None that I know of. Some kits this past year had RC212 included so its not a big risk to use it. Just make sure to watch it and care for it like you normally would do.


----------



## cpfan

Bart:

For me, it depends on which brand of kits that you are asking about. To the best of my knowledge, RJ Spagnols only includes EC-1118 in their kits, so I might think about swapping out the yeast in their better kits. Winexpert includes quite a variety of yeasts in their kits, so I would be less inclined to change the yeast in one of their kits. Vineco includes EC-1118 in most of their kits, but includes RC-212 in some of their better reds, so I would tend to go with their choice. Other manufacturers, I have little or no experience with.

I would not swap the yeast in the lower end kits that are mostly or all concentrate.

Steve


----------



## JohnT

RC212 yeast is my preferred strain. 

So much of the character of wine is determined by the yeast used.

EC-1118 is more of a champagne "super-yeast". It is rather vigorous and strong, allowing for APVs upwards of 18%. Perfect for situations of stuck fermentation, carbonation, and high alcohal environs. EC-1118 was originally harvested from champagne fermentors in France.

RC-212 is mostly intended for red wines. If imparts structure and character to a classic style "big red". RC-212 was originally harvested from fermentors in Burgandy France.

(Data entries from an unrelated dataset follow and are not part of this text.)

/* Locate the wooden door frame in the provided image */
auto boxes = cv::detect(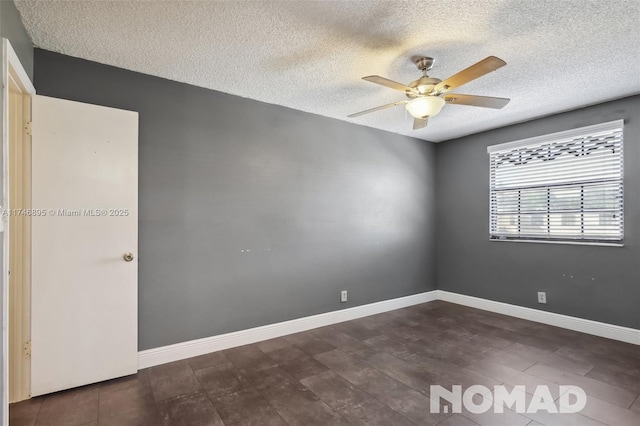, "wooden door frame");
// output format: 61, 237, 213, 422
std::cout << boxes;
0, 39, 36, 424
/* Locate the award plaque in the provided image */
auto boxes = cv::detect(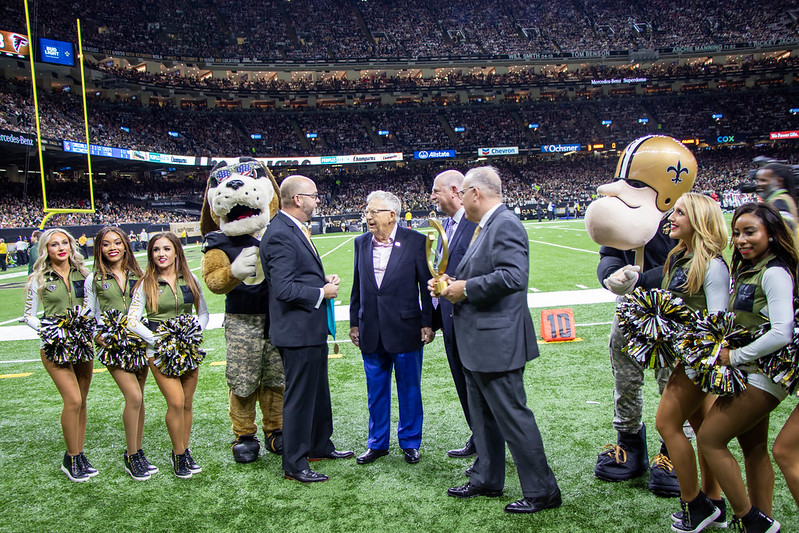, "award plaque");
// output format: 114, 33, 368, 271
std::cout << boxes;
425, 217, 449, 295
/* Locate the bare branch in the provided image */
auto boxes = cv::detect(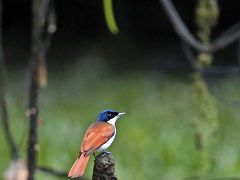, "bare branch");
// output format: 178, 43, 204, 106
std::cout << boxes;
0, 1, 19, 159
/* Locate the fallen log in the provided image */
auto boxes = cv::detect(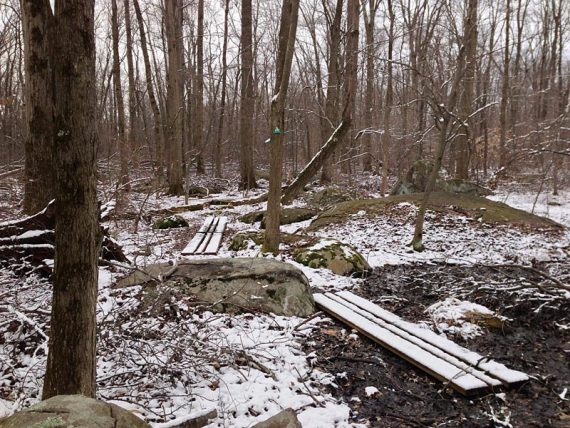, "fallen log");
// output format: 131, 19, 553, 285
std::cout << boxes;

In my opinion, use the right tool for the right job. EC-1118 is a bit of a bull in ae china shop. If you have a concern over complete fermentation (if you are going for a high sugar/hi alcohal environment) then use ec-1118. In most other cases (for red wine), I prefer to use RC-212.


----------



## rjb222

I just came from a meeting with RJSpagnols. We had a discussion about yeast in the kits and using a starter opposed to sprinkling the yeast. The new head vintner for RJS told us she has plans of introducing some new yeasts into certain wines in the near further no date given. She also stated that EC-1118 is used in their kits currently is it is considered a yeast that is capable of finishing the job no matter what. RC 212 and others not so much many other yeasts need to be monitored and steps taken right away when signs of yeast stress show. This takes some knowledge and practice and is easy to with some experience. Manufactures however set up kits for the first time brewer so EC 1118 gets the nod. RJS does not say not to substitute yeast in their kits you can change the profile of a wine very easily by doing this. Just keep a close watch on the ferment and have fun.You will void the warranty on the kit. Any one that makes kit wines regularly should not have an issue with this and will make a wine that suits the profile they want.


----------